В одиннадцать Катарина не выдержала и позвонила тете Дионизии.
– Да ребенок же заболевает! – закричала тетя Дионизия, и Катарина почти увидела ее трагически вздернутые брови и раздувающиеся ноздри. – Ты хотя бы догадалась смерить ей температуру?!
Тетя Дионизия считала Катарину никудышной матерью и не скрывала этого.
– Когда-нибудь ты уморишь бедную крошку, – говорила она, сидя у Катарины на кухне и звучно прихлебывая полезный тизан[50] из Катарининой чашки в маках. Тизаны тетя Дионизия заваривала сама и всегда носила с собой в пузатеньком термосе.
Катарина прижимает губы ко лбу плачущей Жуки. Лоб холодный и немного влажный.
– Нет у нее температуры, – говорит Катарина в трубку.
– Это ничего не значит, – недовольно отвечает тетя Дионизия. – Немедленно веди ребенка к врачу! Или я сама ее поведу!
– Синенькое! – рыдает Жука, уткнувшись Катарине в колени.
В поликлинике Жука плакала вначале совсем тихонечко, потом все громче и громче, потом упала на пол и заколотила по нему кулаками. Люди в очереди косились неодобрительно. Катарине захотелось оставить Жуку и сбежать.
– А вот где у меня мешок? – говорит неопрятная старуха в грязной юбке с надорванным кое-где подолом. У старухи только один зуб – длинный, как бивень, покрытый неприятным зеленоватым налетом.
Жука даже не поворачивается в ее сторону. Ей абсолютно все равно, где у неопрятной старухи мешок.
– Си-нень-ко-е! – кричит она сквозь слезы. – Си-нень-ко-е!
– Если бы ты была моей дочкой, ты бы у меня уже получила! – шипит старуха.
Катарина чувствует, что с нее хватит.
– Если вы скажете еще одно слово моему ребенку, я вас ударю, – говорит она.
До врача так и не дошли. Жука вдруг встала с пола, тщательно отряхнулась и помчалась к выходу, заливаясь слезами. Катарина поймала ее уже в холле, но обратно тащить не стала.

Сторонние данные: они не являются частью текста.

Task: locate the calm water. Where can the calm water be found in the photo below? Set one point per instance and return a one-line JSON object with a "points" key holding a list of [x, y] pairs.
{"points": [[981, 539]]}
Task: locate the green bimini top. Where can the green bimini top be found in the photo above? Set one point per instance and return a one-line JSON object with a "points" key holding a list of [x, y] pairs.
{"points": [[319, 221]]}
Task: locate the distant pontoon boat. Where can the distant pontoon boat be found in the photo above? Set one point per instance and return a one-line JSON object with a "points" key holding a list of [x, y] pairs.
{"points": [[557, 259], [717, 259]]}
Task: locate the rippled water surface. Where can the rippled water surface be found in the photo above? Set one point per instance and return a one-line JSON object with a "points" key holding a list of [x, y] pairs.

Жука – устала что ли? – покорно дала руку и больше не убегала, и даже кричать перестала, только всхлипывала жалобно и бормотала про синенькое, которое пропало.
«Да что же это такое?! – думает Катарина. – Что я за мать такая, что никак своему ребенку синенького не найду?»
– Пойдем, заинька, – говорит она вслух. – Поищем твое синенькое.
Домой пришлось возвращаться на такси. Жука – уже переодетая в новый синий джинсовый сарафан и лазурную водолазку – уснула прямо в обувном магазине, где Катарина примеряла ей синие туфельки.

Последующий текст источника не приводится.